Once a year, I go back to the skills that I feel I am proficient in and take a 101 course to see what of the basics have begun to slip.

Practical Test-Driven Development for Java Programmers by Matt Greencroft does have potential, as the creator does have valuable insights to share. However, this course was rushed in its creation and came across as lazily put together.

When teaching others, especially a beginner level course like this, your content needs to be very consistent. Creators should aim for immaculate content and be cautious of how they communicate their own bias, especially when they are the first point of contact to many on the subject matter their course covers. In my experience of mentoring indigenous soldiers in the Middle-East to teaching newcomers to the software development world, your students mimic your actions. New learners are like sponges, and they absorb all of your actions, not just to what you are trying to draw their attention.

The Pros:

The introduction and pacing are decent for most of the content.

The pacing is quite refreshing; the author does bring a practical aspect to most of the theory quite well and is one of the more unambiguous indications of their experience.

The course does cover essential topics and ties most of the practicals to the theory well.

With C# and JavaScript as my primary languages; I did find value in the topics to serve as a Java TDD refresher.

With little effort, the author could revamp this course to negate most of the cons.

I did enjoy the author’s presence in the course, and that the cons I am about to list are due the proper time not given to the creation of this course.

The Cons:

The creator is inconsistent in how they act and how they instruct the student to act.

At times the practical content includes concepts that do not tie in well with the level of theory, and bad practice is used by the creator to negate the divide.

The author describes how in a test they would initially be leaving an ISBN as an integer as there is currently no need to use the slightly more complex data structure of a String. In the next moment, they see that they cannot have an integer with a leading zero. This problem does not fit with the narrative; the author then proceeds to alter the data of the test by removing the leading zero. Altering the required structure of that data, instead of the data type in the test is the most transparent moment when the author chooses convenience over discipline.

Another example is where the author uses a demo Spring Boot application, where Spring Boot is not a topic of this course. The problem is that the legacy code then requires setters to be added purely for the sake of the tests and compensating for the @Autowired annotations that we are not covering in the course. Earlier in the course dependencies are injected by using setters where the author really should have done something more meaningful for novice learners.

Example files do not appear to be on GitHub/ VCS, and one gets a Forbidden error when downloading them from LinkedIn.

This, unfortunately, leans towards the rushed/ lazy nature of the course and that it might be abandoned. I will message the author and ask about the course files not being available on LinkedIn.

The code created by the author is quite lazy, under the guise of refactoring to a better state during the refactor step.

If you do not maintain the same standards of coding as you apply when refactoring then you add tedium to a very iterative process; you introduce a compounding problem. You can still write good code while writing the bare minimum to make the test pass.
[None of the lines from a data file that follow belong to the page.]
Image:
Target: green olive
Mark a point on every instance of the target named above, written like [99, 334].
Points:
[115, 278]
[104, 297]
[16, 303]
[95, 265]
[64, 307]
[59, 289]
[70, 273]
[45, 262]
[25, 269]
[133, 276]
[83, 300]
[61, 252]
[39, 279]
Your code while teaching must be to a higher standard than what you code in your day-to-day projects. Train hard, fight easier. How you practice becomes what you do, if you teach students at a low level, then that is what they will practice. Teach your students as close to the ideal standard as possible, so that they practice to that standard. When the pressure is on and those students have to revert to their instinctive level of coding, then you have set them up for success.